Synchronous and single threaded currently, when the client sends a map change or a path request execution passes to the server (the pathfinder code) and has to return before the client can continue.  While multi-threading is interesting I'm not up too speed on it and I think a lot of performance can be squeezed out by optimizing the actual path finding code, perhaps far more then just multi-threading the old code.

Optimizing your proposed pathing doesn't mean it must remain single-threaded, though. I haven't looked at any of your code, just skimmed the thread, but it seems to me that the closer to shared-nothing you can get (minimizing any critical execution segments) in a single-threaded iteration that you can get, the easier you can take advantage of a multithreaded option later.

Talking about big-Oh when multithreaded stuff is involved gets weird, but in a perfectly shared-nothing system you can approach (never reach, of course, but approach) a 1/n multiplier to your entire execution time. That strikes me as being something that might be very, very useful down the line.

I'm not an algorithms guy, but it seems intuitively that you'll fairly quickly reach a point of diminishing returns in terms of the actual algorithm, whereas spreading it across multiple cores can reduce it further. It's not an either/or proposition.

(There's also graph knitting and all sorts of other stuff that can create a performance/accuracy tradeoff, but I'm sure that's already come up. )

I am an algorithm and optimization guy.

For A* each path needs to read edges from the map and store them in a queue, and that will be distinct for each path. The only potential conflict might be in the estimation algorithm and that will vary from implementation, but probably wont have any conflict anyway.

The overhead of multi-threading in this case will be minimal in terms of performance, resulting in a nearly 2 to 4 fold performance improvement on modern cpu's and negligible or avoidable performance cost on single core machines.

The overhead of multi-threading in terms of developer cost will also be minimal as almost no modification to the algorithm is required.

However, since the goal is to and optimize and measure the time to calculate each path, multi-threading in this way will be counterproductive to those stated goals.

A* can also use parallelism for a single path as the evaluation of each choice in its edge queue is independent.
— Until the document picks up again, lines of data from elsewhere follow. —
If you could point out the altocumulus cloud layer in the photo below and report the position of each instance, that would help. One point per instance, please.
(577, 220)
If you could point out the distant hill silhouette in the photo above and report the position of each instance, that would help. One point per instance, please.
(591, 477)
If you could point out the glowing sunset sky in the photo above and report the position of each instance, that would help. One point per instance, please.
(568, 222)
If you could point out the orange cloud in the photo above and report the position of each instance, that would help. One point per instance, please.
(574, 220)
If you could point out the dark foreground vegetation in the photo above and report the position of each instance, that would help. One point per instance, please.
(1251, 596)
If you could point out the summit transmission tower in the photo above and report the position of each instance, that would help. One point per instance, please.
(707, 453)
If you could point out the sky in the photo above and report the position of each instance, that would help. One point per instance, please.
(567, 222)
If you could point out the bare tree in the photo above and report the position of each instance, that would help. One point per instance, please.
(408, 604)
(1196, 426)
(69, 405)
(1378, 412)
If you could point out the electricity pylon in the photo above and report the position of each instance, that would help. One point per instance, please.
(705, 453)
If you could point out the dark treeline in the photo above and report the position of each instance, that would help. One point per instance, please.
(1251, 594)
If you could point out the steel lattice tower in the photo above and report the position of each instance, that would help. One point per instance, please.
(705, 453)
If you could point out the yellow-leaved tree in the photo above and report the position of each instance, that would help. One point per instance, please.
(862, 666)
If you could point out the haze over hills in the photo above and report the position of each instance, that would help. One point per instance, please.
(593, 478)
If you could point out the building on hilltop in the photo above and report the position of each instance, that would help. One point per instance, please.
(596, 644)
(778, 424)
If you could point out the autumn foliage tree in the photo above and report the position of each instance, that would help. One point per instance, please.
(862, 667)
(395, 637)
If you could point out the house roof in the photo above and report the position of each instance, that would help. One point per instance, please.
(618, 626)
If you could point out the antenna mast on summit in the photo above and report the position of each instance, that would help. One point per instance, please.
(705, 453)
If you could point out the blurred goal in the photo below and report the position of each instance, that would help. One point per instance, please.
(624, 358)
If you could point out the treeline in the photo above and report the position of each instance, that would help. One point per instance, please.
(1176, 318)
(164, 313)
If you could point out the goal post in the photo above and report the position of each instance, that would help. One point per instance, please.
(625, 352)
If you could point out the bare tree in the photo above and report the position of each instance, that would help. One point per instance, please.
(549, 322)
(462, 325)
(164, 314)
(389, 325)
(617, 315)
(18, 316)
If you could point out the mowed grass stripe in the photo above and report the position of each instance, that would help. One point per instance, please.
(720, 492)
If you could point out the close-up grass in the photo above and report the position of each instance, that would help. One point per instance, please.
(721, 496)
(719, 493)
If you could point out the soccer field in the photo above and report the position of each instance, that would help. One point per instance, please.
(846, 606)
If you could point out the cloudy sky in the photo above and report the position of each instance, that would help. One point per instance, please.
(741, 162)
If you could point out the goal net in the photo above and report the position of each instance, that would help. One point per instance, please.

Each thread will be adding and removing from the queue, so that queue will need to be synchronized. Each task is relatively trivial, and so spawning one thread per task will not be efficient. Instead you would have a number of worker threads processing edges off the queue while your main thread waits for the workers to finish.

This will be less efficient that per path parallelization, but should give you somewhat less than linear speedup per core.

[numerobis]

You can often get important speedups by making part of the data stored for the search be stored permanently in the grid, rather than needing to store a mapping from the grid squares to the data you need for them in a given search.  But that does get in the way of parallelization.

Assuming you don't do that, then independent path queries are indeed perfectly independent -- just read-after-read dependences that don't count for much.  The parallel depth is the length of the longest path query, and everything is work-efficient.  The problem is figuring out how to write the code that calls the pathing code so that it knows to do lots of path queries at once.

Within an invocation of A*, I don't see how you're going to get any parallelism at all though.  You're going through a priority queue one element at a time; you can't get much more sequential than that.  With a hierarchy I suppose you could do something, but it wouldn't be entirely straightforward.